Mrs Carrie Lam, Hong Kong's Chief Executive, is seen on a screen while delivering a policy address in the chamber of the Legislative Council in Hong Kong, China, on Oct 11, 2017. PHOTO: BLOOMBERG

Hong Kong chief executive Carrie Lam, in her first policy speech on Wednesday (Oct 11) since taking office in July, pledged billions of dollars to boost emerging sectors in a bid to diversify the territory's economy for the future.

She also unveiled a slew of housing and tax relief measures for the city of 7.3 million people to stay competitive.

"In the face of competition from other economies as well as the rise of protectionism in recent years, Hong Kong is facing increasingly grave challenges. We must develop a high value-added and diversified economy," said the 60-year-old former career civil servant.

The semi-autonomous region is expected to grow at more than 3.5 per cent this year and Mrs Lam saw diversification as "the only solution" for this pace of expansion to be sustained.

She identified innovation and technology and the creative industries as sectors where Hong Kong enjoyed a competitive edge.

"They will not only bolster economic growth, but also create quality employment opportunities for our young people," she said.

Her new government has set a goal to double spending on research and development from the current 0.73 per cent of the gross domestic product (GDP) to 1.5 per cent during her five-year term.

And for Hong Kong to "catch up" in the innovation and technology race, Ms Lam said the government would set aside more than HK$10 billion (S$ 1.73 billion) for university research funding, and provide additional tax cuts to encourage companies to invest in research and development.

She also planned to inject HK$1 billion into the creative industries and invest HK$700 million to transform the financial hub into a smart city.

Economist Andy Kwan Cheuk-chiu told The Straits Times that Hong Kong's economy remained "too traditional", and there was an urgent need to invest heavily to move it towards the new engines of growth especially in terms of innovation and technology.

"We should give a lot of money to the universities to encourage research, train the students and also attract more talents to the city," said Dr Kwan who is the director of ACE Centre for Business and Economic Research.

"It's time to look ahead, otherwise Hong Kong will be left behind and it won't survive," he added.

Ms Lam yesterday announced a tweak to company tax, largely benefiting small businesses. Companies be paying 8.25 per cent in tax on the first HK$2 million of profits, down from the existing flat rate of 16.5 per cent. Profits above HK$2 million will still be subject to the 16.5 per cent tax rate.
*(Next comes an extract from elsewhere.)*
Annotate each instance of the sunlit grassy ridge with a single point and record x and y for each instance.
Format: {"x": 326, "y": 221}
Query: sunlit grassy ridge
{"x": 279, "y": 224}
Stressing that "meeting the public's housing needs is our top priority", Ms Lam also devoted a significant part of her speech to outlining measures to fight the problem.

As one of the most expensive cities in the world, the income gap in Hong Kong has widened to the highest level in more 40 years fuelling widespread discontent. There have been massive demonstrations in recent years calling for more affordable housing and democracy.

Chinese President Xi Jinping also voiced concerns over runaway housing prices in July when he visited the city to witness the handover celebrations as well as attend Mrs Lam's inauguration ceremony.

Ms Lam yesterday also outlined a string of other "people-oriented" policies, including providing better social welfare and connecting with the young.

She, however, avoided the sensitive topic of political reforms in her 40-minute address as dozens of pro-democracy protesters gathered and scuffles were reported outside the Legislative Council chamber.

But she did remind Hong Kongers in her speech that the "one country, two systems" policy was still the best path for the city and warned against any attempt for independence from the mainland.

Ms Lam said Hong Kong's economy could benefit from the opportunities offered by China's Belt and Road Initiative and the Guangdong-Hong Kong-Macau Bay Area development.

She concluded her speech by calling for unity as she sought to mend widening divisions in society.

"As long as we can achieve consensus, and capitalise on our strengths, the best of Hong Kong is yet to come!" she said.